My first real hands-on farming experience came at my daughter's school's farm in Santa Rosa.  The gorgeous, large, biodynamic farm was a place that I spent every spare hour I could volunteering and learning and feeling recharged and relaxed.  I was a single mom, working two jobs and going to school, but the time at the farm made me feel so good  It was like yoga for my soul.  

I get that deep enjoyment and fulfillment from farming now.  Yes, it is a chore and so exhausting sometimes and there are definitely jobs that I do not look forward to, but overall, I really feel I am doing what I am meant to be doing when I am tending our plants and raking out chicken poop from the coop.  

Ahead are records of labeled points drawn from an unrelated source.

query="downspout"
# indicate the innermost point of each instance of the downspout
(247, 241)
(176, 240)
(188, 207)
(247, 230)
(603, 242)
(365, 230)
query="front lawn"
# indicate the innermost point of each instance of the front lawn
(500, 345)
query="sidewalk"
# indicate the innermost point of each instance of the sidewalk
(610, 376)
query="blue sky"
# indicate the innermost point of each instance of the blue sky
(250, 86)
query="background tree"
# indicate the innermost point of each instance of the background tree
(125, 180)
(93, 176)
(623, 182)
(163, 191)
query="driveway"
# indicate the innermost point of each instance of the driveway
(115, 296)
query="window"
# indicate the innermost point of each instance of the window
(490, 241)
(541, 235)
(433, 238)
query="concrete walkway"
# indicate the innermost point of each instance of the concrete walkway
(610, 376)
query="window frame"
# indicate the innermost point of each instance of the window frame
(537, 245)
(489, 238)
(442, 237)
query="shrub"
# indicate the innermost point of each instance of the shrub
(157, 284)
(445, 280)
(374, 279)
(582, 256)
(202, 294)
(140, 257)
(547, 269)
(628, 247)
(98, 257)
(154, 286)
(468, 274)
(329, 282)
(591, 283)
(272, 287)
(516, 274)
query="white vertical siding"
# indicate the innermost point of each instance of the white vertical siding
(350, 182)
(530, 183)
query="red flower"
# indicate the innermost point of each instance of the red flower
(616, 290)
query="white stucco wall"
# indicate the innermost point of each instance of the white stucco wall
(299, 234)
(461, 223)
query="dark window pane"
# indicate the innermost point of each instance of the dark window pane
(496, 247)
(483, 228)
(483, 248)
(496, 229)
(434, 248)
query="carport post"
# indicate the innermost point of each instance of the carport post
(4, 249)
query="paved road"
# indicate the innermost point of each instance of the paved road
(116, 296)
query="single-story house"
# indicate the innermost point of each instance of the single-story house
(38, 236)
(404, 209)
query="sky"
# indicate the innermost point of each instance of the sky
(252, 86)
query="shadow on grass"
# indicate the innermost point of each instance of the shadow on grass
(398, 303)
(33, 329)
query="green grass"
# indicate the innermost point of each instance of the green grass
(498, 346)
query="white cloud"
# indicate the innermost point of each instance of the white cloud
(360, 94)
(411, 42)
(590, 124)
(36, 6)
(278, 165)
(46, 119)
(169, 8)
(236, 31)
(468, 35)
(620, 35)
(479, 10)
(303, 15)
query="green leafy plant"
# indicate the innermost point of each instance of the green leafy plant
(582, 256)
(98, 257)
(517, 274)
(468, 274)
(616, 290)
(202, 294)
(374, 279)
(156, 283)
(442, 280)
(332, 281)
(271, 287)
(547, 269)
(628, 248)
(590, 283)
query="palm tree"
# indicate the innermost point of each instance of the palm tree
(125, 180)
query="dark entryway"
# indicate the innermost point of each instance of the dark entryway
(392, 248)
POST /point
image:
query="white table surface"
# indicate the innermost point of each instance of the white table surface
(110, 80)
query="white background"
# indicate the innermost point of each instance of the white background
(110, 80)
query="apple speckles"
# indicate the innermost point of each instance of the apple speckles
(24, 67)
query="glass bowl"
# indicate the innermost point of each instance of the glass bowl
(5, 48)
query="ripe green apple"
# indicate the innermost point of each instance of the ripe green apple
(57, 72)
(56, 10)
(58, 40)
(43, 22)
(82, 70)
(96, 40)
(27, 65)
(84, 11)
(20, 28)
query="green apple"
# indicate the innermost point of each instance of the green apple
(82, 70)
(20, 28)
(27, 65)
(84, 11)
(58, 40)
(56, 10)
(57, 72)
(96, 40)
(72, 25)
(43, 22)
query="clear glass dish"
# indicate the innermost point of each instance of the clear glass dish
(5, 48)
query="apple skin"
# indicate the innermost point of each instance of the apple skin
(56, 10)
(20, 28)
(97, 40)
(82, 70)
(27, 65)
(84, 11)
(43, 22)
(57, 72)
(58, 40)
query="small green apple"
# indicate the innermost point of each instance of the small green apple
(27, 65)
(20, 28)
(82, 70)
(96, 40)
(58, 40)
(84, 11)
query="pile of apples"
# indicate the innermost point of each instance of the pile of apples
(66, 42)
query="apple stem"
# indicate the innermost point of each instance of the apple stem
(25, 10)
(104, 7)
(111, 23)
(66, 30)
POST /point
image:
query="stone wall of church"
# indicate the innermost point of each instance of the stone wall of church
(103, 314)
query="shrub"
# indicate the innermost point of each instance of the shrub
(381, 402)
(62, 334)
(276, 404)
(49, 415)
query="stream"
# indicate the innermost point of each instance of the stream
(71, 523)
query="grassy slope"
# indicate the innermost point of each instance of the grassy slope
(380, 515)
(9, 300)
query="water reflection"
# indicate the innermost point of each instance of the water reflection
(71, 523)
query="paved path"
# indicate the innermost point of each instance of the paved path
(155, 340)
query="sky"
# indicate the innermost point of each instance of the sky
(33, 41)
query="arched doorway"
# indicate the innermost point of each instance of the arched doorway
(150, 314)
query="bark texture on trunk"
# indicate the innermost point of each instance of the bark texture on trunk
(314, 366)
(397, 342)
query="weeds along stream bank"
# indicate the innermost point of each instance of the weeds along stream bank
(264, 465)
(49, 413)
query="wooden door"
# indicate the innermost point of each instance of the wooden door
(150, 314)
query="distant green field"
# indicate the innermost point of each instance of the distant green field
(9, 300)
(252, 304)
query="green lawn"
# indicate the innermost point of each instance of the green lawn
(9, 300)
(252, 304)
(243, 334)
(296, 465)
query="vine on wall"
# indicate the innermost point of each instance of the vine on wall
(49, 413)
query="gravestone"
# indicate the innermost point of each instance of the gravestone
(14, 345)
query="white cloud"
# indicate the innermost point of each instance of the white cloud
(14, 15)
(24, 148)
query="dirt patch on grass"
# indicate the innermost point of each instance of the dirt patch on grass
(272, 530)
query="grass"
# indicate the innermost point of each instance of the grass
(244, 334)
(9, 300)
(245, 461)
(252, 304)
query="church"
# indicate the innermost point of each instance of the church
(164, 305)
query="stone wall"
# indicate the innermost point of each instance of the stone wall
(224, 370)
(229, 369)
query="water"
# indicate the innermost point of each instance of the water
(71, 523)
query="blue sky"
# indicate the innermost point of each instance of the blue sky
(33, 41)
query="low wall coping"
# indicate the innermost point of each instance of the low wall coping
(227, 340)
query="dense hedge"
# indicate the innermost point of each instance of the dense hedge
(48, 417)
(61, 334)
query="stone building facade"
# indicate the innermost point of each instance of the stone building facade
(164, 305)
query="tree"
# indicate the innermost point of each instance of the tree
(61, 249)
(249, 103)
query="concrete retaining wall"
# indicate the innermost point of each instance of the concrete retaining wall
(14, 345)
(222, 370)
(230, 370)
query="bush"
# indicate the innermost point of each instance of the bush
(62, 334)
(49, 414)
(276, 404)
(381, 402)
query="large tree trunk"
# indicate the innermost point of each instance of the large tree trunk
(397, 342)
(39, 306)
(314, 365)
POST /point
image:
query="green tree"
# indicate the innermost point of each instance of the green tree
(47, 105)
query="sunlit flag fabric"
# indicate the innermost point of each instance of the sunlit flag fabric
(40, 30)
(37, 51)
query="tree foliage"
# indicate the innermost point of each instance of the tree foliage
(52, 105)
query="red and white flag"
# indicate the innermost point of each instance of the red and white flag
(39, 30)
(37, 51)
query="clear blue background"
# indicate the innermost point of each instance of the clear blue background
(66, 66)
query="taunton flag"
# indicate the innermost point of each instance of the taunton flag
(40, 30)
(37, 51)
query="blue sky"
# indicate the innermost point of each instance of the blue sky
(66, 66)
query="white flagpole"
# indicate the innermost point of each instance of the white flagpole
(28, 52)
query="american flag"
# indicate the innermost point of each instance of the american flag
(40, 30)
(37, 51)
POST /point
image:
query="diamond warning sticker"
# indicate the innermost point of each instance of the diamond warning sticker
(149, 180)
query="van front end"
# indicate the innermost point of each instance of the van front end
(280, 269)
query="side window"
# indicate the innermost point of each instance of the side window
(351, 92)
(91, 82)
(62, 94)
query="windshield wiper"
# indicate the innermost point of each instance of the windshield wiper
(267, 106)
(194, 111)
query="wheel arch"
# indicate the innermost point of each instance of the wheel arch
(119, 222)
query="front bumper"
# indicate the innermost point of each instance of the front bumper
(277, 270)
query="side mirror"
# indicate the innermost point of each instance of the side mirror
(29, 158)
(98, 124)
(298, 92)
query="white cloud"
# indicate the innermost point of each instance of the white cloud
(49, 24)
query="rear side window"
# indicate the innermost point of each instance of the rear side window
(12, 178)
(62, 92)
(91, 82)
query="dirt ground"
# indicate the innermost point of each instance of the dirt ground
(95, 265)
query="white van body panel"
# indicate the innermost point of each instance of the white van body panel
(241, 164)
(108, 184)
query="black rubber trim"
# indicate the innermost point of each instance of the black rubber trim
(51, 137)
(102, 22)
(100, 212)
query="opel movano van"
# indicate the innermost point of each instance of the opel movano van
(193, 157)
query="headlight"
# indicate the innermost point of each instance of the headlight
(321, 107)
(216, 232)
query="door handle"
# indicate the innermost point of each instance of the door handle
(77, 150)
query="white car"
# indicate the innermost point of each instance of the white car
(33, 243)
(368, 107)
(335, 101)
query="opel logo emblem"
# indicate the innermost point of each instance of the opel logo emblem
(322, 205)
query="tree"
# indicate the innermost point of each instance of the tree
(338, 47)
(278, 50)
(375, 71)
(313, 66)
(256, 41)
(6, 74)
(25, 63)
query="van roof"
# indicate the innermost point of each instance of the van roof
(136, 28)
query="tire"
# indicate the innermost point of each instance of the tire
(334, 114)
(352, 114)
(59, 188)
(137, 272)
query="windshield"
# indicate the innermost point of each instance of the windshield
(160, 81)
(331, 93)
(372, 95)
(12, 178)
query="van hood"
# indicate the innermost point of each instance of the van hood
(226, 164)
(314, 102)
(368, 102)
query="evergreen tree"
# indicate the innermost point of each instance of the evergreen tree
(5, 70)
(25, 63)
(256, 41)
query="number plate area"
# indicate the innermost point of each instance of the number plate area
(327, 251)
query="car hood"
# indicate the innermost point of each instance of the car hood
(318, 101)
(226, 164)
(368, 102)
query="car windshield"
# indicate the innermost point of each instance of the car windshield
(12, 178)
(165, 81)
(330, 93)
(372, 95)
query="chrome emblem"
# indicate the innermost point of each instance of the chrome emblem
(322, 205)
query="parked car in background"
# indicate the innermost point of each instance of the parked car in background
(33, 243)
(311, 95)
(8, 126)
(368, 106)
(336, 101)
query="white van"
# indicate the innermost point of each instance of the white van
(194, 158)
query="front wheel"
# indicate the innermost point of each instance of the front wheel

Now that I am older, wiser, and more aware of the perils of the world than I was in my twenties, I am definitely trepidatious about the fact that paychecks will no longer magically appear in my bank account and my health insurance will not be quite so posh.  Daily I am purely giddy at the idea of saying goodbye to the corporate world, but at night, my dreams betray my worries.  The worries are there and real and may plague my peace of mind more dramatically as the date approaches of my emancipation.  Let's hope we have the fortitude, luck and skill to keep this farm growing and going and that I don't end up looking for another day job at someone else's company again.  

 


2 comments


  • Cynthia Foss

    Bon Voyage! Good luck!

    Thanks for your beautiful posts.

    Sending love.


  • Frank W. Butterfield

    Wonderful post! And congratulations!

    I did the same thing 13.5 years ago (wow!). For me, the worries haven’t gone away, but, like grief, they have faded back and have become part of who I am.

    They no longer haunt my dreams or invade the wonderful, delicious waking moments. Which is nice!